Un jour entier s'est écoulé et aucune vidéo n'a bousculé le monde de la Nuit, annonçant la triste nouvelle que le bel Aleksander n'est en réalité jamais apparu et que tout n'était que mensonge. Mais il faut croire que mon cher mini moi se plaît bien trop dans son rôle et ne souhaite pas l'abandonner pour le moment en dépit de la menace latente au-dessus de sa petite tête. Le luxe, la célébrité et le sexe ont dû bien trop être à son goût. Malheureusement pour lui, je ne laisse jamais une deuxième chance se produire. Mon âme est déjà souillée, ce n'est donc pas une personne de plus sur mon tableau qui va m'arrêter.

Le regard ferme et déterminé, je coupe le moteur de Suzie, garée un peu plus loin de la maison par mesure de sécurité. Sans un regard sur le côté passager où Lincoln s'est installé, je me détache et descends de la voiture.
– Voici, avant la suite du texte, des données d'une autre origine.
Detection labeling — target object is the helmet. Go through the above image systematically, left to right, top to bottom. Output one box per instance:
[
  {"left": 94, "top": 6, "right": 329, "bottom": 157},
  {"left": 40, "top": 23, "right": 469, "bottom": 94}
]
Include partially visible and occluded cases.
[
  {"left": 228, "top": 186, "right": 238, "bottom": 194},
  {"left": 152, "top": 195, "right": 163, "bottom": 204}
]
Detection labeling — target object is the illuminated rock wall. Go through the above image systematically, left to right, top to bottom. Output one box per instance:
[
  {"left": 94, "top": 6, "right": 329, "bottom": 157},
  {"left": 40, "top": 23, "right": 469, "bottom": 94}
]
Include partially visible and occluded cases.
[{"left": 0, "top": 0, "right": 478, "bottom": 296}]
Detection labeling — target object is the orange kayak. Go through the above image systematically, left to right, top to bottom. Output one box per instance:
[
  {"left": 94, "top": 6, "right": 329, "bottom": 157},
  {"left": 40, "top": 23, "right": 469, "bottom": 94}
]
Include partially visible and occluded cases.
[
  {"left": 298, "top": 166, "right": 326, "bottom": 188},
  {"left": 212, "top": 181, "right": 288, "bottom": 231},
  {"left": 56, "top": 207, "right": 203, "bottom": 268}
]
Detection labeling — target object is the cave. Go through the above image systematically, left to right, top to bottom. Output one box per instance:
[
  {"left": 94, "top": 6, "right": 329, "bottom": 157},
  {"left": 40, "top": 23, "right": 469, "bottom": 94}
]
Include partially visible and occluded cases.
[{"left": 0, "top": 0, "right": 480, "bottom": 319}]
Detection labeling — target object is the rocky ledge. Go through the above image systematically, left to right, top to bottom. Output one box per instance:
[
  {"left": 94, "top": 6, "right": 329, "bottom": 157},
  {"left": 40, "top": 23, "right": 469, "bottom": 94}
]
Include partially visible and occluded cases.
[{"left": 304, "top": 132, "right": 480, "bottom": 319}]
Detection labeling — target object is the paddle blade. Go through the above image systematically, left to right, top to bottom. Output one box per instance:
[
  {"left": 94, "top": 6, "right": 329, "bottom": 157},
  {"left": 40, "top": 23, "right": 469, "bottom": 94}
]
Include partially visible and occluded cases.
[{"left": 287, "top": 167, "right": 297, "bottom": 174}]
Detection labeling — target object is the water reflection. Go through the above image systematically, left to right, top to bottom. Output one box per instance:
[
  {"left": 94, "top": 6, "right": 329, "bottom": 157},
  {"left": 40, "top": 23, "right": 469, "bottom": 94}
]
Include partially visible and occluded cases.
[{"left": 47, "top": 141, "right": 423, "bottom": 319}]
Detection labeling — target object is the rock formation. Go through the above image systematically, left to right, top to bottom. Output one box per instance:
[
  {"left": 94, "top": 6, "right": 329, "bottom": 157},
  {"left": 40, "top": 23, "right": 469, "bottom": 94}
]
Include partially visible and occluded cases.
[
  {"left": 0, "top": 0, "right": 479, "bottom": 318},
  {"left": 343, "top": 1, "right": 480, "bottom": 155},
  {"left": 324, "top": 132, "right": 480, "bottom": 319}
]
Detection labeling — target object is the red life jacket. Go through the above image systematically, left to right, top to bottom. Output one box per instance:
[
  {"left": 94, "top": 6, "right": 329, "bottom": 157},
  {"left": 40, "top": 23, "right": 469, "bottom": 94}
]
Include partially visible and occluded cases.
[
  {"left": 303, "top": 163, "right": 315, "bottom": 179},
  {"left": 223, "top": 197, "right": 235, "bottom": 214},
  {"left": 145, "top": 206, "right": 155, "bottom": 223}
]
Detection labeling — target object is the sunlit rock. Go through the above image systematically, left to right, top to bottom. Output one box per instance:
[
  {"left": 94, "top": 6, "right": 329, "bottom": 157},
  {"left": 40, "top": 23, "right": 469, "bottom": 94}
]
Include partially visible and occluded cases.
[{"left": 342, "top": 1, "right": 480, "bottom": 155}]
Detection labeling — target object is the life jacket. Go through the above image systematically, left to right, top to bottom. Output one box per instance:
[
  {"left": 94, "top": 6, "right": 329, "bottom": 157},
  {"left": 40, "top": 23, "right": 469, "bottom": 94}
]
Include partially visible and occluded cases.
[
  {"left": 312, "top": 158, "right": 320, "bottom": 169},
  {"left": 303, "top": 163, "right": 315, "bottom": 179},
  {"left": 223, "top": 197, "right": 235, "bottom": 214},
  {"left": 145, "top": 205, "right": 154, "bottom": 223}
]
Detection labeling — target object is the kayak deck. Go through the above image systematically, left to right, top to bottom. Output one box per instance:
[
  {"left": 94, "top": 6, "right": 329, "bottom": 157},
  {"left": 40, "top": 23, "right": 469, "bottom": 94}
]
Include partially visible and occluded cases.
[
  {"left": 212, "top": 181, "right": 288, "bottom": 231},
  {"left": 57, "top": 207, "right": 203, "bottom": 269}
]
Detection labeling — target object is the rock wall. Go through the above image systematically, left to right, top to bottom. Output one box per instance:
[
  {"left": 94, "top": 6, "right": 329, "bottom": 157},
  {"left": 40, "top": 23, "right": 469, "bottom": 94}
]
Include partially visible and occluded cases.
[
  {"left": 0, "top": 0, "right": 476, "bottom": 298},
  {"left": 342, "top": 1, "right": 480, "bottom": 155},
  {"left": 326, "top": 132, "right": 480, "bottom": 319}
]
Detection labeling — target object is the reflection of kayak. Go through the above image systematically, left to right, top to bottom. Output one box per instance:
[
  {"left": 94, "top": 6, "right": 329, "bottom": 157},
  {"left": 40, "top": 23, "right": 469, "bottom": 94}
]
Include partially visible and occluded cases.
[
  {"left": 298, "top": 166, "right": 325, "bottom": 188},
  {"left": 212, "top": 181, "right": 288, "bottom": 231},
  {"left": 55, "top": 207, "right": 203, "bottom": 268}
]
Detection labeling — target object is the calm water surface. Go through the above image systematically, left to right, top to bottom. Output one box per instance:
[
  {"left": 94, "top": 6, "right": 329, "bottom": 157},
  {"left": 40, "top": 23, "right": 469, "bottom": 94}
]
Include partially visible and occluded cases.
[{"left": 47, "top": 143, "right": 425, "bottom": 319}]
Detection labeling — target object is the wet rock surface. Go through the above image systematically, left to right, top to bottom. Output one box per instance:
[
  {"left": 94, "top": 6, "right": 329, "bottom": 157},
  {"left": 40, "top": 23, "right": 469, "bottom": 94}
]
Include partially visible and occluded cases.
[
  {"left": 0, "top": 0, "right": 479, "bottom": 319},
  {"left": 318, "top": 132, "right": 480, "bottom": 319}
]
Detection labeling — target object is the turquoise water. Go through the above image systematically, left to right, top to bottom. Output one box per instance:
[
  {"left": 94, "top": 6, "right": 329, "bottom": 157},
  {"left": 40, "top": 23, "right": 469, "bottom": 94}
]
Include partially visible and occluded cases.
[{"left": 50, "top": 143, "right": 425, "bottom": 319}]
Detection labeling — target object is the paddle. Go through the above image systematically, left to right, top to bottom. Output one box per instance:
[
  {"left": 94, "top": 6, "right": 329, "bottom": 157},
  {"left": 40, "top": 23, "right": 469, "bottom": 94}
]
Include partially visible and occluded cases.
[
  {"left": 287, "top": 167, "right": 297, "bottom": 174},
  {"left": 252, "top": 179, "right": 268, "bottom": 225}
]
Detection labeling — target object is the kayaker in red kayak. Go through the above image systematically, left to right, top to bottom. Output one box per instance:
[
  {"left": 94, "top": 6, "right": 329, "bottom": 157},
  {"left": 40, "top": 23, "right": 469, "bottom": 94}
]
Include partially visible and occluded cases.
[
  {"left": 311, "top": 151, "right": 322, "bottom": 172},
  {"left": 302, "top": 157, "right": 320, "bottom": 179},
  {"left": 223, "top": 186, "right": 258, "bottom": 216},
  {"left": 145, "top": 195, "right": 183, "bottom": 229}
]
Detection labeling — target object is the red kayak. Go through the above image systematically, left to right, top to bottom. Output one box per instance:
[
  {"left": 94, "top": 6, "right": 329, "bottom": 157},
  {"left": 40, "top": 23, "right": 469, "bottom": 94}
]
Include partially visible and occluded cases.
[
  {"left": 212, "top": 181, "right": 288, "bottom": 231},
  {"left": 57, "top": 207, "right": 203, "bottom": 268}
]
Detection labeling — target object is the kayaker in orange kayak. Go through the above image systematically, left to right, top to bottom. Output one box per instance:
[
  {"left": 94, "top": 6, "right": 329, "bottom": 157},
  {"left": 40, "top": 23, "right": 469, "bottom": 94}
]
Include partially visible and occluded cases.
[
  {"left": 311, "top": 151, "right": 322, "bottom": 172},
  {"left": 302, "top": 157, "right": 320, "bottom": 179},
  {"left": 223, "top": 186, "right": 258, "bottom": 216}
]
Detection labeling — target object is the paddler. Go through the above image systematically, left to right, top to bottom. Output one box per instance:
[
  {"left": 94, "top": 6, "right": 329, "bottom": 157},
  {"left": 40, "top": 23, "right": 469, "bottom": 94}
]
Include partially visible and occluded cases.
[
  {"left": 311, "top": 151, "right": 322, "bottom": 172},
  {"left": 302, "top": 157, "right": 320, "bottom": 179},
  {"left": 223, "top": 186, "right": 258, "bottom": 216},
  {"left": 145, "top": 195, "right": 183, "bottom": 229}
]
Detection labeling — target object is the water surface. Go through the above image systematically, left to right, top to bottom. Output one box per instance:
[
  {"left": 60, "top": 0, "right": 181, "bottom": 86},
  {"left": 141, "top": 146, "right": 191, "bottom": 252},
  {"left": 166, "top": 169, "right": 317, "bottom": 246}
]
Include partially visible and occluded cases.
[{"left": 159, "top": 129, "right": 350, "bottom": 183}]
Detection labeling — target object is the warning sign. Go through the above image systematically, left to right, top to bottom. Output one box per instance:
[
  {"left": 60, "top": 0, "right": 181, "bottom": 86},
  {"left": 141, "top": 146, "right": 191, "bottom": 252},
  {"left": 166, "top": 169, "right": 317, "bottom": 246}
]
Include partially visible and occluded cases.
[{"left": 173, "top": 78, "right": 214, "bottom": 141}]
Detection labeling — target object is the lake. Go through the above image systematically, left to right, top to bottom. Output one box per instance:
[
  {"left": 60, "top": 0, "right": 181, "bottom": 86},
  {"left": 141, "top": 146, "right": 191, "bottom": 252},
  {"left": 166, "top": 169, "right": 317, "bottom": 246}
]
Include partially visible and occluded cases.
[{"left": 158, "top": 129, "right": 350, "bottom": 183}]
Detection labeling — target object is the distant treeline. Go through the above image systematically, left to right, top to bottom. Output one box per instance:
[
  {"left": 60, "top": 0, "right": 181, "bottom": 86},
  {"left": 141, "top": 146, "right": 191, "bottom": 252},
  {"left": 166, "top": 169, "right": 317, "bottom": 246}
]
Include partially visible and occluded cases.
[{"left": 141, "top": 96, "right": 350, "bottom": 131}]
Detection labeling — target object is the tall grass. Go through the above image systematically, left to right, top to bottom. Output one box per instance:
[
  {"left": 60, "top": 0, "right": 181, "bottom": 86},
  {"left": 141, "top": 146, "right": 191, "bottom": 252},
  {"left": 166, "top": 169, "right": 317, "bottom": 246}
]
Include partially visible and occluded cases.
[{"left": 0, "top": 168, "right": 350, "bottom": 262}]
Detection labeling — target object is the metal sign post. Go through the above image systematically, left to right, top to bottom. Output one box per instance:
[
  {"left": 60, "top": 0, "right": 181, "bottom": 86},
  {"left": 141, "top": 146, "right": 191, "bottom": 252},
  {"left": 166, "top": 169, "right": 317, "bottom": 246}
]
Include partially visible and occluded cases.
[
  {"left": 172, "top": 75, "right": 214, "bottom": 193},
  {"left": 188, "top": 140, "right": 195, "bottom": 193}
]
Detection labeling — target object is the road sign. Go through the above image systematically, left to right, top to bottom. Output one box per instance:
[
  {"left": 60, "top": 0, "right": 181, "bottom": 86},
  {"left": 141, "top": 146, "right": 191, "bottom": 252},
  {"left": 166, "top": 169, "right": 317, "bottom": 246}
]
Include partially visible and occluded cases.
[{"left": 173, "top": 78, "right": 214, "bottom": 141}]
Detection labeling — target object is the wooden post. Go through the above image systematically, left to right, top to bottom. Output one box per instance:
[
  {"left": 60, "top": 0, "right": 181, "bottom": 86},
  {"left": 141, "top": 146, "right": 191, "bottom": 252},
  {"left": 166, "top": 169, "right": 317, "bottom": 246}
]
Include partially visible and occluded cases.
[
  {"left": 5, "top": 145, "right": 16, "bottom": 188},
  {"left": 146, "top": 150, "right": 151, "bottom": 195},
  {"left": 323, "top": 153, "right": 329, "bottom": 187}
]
Cette fois, mon cœur, tu vas m'obéir.

Dépourvu de la moindre hésitation, je passe le portique une fois que j'ai traversé la route et les marches conduisant à l'entrée. Je frappe fermement, laissant le son emplir les lieux silencieux.

Lincoln s'extirpe du siège et se décide à me rejoindre en toute tranquillité tandis qu'il ferme son long manteau.

— Je ne perçois aucune odeur et je n'entends aucun son, commente-t-il à ma hauteur. Tes petits copains m'ont tous l'air d'avoir déserté.

Je ne lui prête pas un seul regard et refuse obstinément de lui adresser même ne serait-ce qu'un mot. Pas après qu'il nous a entendus, Isaac et moi. Pas en sachant qu'il est désormais dans la confidence, l'une des seules personnes que j'aurais aimées qu'elles n'en sachent jamais rien. Le dégoût, la surprise de voir ce que je suis réellement et la vision, brute et à nu de ma personne entièrement tachée de sang, sont révélés au grand jour. Le fait que mes mains y baignent depuis tout ce temps ne loupe pas, lui non plus. Je ne veux pas avoir à affronter ça, certainement pas avec lui. Plus que tout.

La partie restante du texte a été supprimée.